In fact, New York City dining features numerous other dining establishments that rely nostalgic palates. We live near the uptown location of Kitchenette, a homespun diner that boasts pot pies, grits, and hole-in-the-bread breakfasts. Though founded by a pair of female entrepreneurs from New York City (via the French Culinary Institute) and Boston, the place feels like a tastefully appointed lunch-counter cafe from a place like Iowa. Sarita & Caesar Ekya developed perhaps the most single-minded enterprises of the genre in S'MAC and the Peanut Butter Co, specialty joints for Macaroni & Cheese and peanut butter, respectively.

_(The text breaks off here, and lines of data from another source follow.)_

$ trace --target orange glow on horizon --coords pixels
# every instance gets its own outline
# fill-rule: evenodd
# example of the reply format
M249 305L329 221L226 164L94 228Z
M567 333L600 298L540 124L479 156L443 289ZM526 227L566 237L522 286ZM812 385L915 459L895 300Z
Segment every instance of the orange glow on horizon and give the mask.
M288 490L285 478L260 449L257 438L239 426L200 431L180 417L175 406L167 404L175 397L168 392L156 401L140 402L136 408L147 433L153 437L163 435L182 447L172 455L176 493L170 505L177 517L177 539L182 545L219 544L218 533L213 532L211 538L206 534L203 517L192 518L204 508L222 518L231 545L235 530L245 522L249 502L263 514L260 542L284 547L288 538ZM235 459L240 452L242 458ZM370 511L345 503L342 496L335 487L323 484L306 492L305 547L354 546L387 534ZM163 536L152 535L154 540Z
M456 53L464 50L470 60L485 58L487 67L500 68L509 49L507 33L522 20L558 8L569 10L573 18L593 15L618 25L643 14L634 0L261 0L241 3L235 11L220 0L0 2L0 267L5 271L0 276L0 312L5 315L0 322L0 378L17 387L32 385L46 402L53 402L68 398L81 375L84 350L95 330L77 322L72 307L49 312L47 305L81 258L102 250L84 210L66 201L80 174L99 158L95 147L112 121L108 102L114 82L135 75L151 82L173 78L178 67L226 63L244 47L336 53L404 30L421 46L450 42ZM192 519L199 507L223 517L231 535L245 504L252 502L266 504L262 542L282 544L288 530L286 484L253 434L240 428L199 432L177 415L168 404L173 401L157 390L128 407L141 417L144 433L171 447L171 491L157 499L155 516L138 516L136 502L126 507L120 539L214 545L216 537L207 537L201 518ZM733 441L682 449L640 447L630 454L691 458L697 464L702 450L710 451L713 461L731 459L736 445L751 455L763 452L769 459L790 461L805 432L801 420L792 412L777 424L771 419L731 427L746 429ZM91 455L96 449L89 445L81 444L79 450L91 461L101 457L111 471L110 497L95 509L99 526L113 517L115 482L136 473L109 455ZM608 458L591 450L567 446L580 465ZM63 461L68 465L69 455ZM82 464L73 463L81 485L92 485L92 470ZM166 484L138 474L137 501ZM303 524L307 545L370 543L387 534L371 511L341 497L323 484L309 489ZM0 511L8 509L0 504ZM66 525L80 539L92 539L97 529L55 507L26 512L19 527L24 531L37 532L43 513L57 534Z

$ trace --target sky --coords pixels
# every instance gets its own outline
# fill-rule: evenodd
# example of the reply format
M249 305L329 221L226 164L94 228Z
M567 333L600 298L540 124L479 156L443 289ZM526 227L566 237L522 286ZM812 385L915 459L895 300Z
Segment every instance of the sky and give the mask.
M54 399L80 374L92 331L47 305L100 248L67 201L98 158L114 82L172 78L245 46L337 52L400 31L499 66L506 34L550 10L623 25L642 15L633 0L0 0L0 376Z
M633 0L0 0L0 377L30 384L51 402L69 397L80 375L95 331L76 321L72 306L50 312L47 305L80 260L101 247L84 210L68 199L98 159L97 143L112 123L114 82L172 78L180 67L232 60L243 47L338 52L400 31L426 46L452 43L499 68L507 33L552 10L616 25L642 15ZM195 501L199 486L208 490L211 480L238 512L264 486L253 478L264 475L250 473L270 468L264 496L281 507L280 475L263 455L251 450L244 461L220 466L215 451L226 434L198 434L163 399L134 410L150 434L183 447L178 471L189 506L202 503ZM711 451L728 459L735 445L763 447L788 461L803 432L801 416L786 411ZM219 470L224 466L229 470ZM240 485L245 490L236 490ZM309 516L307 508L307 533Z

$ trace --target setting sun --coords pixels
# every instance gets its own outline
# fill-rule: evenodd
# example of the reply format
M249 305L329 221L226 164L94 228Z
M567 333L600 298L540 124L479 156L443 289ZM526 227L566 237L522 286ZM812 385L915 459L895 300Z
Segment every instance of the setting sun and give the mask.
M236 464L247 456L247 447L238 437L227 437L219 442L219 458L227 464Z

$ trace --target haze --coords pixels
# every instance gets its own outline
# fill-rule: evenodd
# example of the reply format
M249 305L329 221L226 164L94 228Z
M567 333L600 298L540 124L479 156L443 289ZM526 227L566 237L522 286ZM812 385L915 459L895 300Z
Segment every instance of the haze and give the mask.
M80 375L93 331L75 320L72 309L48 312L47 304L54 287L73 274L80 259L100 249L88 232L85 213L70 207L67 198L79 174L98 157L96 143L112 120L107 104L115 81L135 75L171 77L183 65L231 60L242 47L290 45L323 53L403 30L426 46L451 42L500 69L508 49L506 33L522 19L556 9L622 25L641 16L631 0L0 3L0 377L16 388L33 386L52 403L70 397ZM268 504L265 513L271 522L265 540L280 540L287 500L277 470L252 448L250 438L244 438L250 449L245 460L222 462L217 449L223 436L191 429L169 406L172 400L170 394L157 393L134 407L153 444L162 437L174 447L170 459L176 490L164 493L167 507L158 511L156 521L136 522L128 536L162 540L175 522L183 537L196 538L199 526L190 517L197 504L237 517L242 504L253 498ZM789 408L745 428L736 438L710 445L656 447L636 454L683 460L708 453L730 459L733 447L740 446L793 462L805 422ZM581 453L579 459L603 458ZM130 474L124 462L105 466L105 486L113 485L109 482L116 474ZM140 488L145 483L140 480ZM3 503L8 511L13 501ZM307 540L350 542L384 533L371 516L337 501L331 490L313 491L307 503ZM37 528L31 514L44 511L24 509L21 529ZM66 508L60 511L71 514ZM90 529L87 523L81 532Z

A number of factors might be contributors to the fascination with Americana comfort food in Noughties ('01 - '09) New York. A simple explanation sees the taste for simple childhood fare as a logical counter-narrative to the so-called fusion innovations behind global cuisine and molecular gastronomy. But most of these places on the New York scene cannot resist coopting the fusion impulse, thus Mediterranean mac' and cheese with kalamata olives and sauteed spinach. Another factor might be a longing for comfort food in a city redefining itself after a terrorist attack. This could explain the popularity of red velvet cake and pigs-in-a-blanket, but these trends are more national. The culture of juvenalia popularized these foods and encouraged dodge ball leagues for adults and Rock Bank nights for bars.

These cultural currents probably play a part in sustaining these throwback businesses, but as explanations they overlook dining as an experience. These establishments permit young professionals in New York to participate in a vibrant restaurant culture on familiar terms. There will come a day for expense-account dinners in dramatic locations with diva chefs, but these homespun locales provide everyday food at everyday price points, at least "everyday" according to New-York-City standards. I long for a return to college-town drinking prices. Nostalgia from twentysomethings might seem ridiculous, but life in the city can be tough for young careerists. A farm-style brunch with good friends sometimes represents our best substitute for a get-away to a Connecticut farmhouse.